Despite the two jurisdictions using two different currencies (the euro and pound sterling), a growing amount of commercial activity is carried out. This has been possible by the two jurisdiction’s shared membership of the European Union, business communities and policymakers are all for the creation of an “all-Ireland economy” to take advantage of cost and boost competitiveness
There are two multi-city regions on the island of Ireland:

Dublin – Belfast corridor
Cork – limerick – Galway corridor

Current micro-economic status of Ireland
Since the end of the EU-IMF in 2013, Ireland has experienced steady economic growth, and has proven itself to be the fastest growing European economy.

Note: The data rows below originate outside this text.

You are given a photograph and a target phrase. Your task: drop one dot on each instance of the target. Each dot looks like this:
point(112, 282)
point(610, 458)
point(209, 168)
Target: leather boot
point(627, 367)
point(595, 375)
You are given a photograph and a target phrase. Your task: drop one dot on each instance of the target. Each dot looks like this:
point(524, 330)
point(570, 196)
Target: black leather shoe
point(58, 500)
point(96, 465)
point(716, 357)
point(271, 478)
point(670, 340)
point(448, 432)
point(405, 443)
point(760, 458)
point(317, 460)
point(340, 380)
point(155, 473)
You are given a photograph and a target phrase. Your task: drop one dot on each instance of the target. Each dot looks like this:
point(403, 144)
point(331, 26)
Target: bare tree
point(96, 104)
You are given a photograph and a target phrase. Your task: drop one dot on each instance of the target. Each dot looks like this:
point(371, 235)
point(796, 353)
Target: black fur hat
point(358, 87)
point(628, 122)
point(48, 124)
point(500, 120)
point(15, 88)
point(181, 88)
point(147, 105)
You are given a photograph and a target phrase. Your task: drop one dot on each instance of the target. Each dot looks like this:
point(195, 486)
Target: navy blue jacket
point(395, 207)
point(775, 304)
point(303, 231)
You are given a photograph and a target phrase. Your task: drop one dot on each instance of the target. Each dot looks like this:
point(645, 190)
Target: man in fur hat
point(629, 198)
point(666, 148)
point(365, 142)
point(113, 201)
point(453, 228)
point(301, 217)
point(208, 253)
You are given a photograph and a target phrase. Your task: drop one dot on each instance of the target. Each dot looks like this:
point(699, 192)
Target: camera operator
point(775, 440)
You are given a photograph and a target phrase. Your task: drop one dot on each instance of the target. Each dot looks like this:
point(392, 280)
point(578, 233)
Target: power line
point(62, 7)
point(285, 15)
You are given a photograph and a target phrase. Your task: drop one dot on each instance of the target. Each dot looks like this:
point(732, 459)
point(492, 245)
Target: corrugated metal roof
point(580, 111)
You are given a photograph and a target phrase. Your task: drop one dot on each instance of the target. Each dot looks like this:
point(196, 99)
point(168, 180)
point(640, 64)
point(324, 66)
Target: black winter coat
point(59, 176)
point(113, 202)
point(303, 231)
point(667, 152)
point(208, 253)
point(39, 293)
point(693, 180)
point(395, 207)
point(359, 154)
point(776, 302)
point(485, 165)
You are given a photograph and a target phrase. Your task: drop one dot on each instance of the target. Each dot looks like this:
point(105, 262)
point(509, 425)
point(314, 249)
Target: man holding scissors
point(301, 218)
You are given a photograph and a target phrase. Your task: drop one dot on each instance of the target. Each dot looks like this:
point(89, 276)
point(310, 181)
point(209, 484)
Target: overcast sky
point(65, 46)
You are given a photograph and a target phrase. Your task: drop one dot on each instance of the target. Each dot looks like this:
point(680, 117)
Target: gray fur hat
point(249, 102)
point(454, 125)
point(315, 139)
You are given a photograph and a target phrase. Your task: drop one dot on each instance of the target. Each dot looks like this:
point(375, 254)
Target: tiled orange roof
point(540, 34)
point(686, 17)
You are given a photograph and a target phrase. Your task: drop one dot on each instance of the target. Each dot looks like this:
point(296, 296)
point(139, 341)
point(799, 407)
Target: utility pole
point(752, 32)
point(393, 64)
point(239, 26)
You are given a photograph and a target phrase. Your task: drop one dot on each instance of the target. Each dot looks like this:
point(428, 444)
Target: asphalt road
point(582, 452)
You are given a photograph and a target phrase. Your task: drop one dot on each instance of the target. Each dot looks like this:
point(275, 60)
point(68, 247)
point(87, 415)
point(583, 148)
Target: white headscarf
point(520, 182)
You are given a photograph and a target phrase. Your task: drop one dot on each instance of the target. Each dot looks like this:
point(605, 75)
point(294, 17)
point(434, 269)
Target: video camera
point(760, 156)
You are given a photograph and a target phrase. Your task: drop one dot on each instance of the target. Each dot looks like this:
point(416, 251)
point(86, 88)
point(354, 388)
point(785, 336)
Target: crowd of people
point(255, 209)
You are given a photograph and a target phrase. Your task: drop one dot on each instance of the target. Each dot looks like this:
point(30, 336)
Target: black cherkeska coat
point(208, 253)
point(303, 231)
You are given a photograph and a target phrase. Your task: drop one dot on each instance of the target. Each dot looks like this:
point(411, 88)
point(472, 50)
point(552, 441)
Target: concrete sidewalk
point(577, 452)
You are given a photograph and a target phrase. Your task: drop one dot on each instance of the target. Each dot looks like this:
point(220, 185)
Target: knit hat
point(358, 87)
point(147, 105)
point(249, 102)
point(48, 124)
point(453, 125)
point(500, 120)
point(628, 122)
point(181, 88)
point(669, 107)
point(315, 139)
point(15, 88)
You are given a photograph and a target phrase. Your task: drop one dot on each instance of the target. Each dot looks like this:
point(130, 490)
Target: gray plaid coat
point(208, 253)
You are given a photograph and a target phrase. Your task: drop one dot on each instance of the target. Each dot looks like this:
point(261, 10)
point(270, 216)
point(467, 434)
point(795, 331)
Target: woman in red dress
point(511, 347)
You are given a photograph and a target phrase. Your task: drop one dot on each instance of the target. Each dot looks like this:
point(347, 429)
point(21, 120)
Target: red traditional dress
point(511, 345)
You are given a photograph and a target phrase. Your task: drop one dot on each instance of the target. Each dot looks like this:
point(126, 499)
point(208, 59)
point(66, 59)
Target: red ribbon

In 2019, the Irish economy continued to grow at a rapid pace, but experienced a slowdown ahead of the UK’s departure from the Euro zone. It experienced a 8.3% increase of GDP in 2018, then a growth slowdown of 5.5% of GDP in 2019 according to the IMF. The national economy has been supported by strong domestic demand and by the activities of multinational companies operating in the country. According to the updated International monetary fund reports from 14th April 2020, due to the outbreak of the COVID-19, GDP growth is expected to fall to -6.8% in 2020 and pick up to 6.3 %, subject to the post-pandemic global economy recovery, this might also be the conclusion of post-Brexit transition period.
The IMF expects the unemployment trend to be heavily affected by the negative economic impact of the COVID-19 pandemic, the rate being currently estimated to increase to 12.1% in 2020 and decrease slightly to 7.9% in 2021.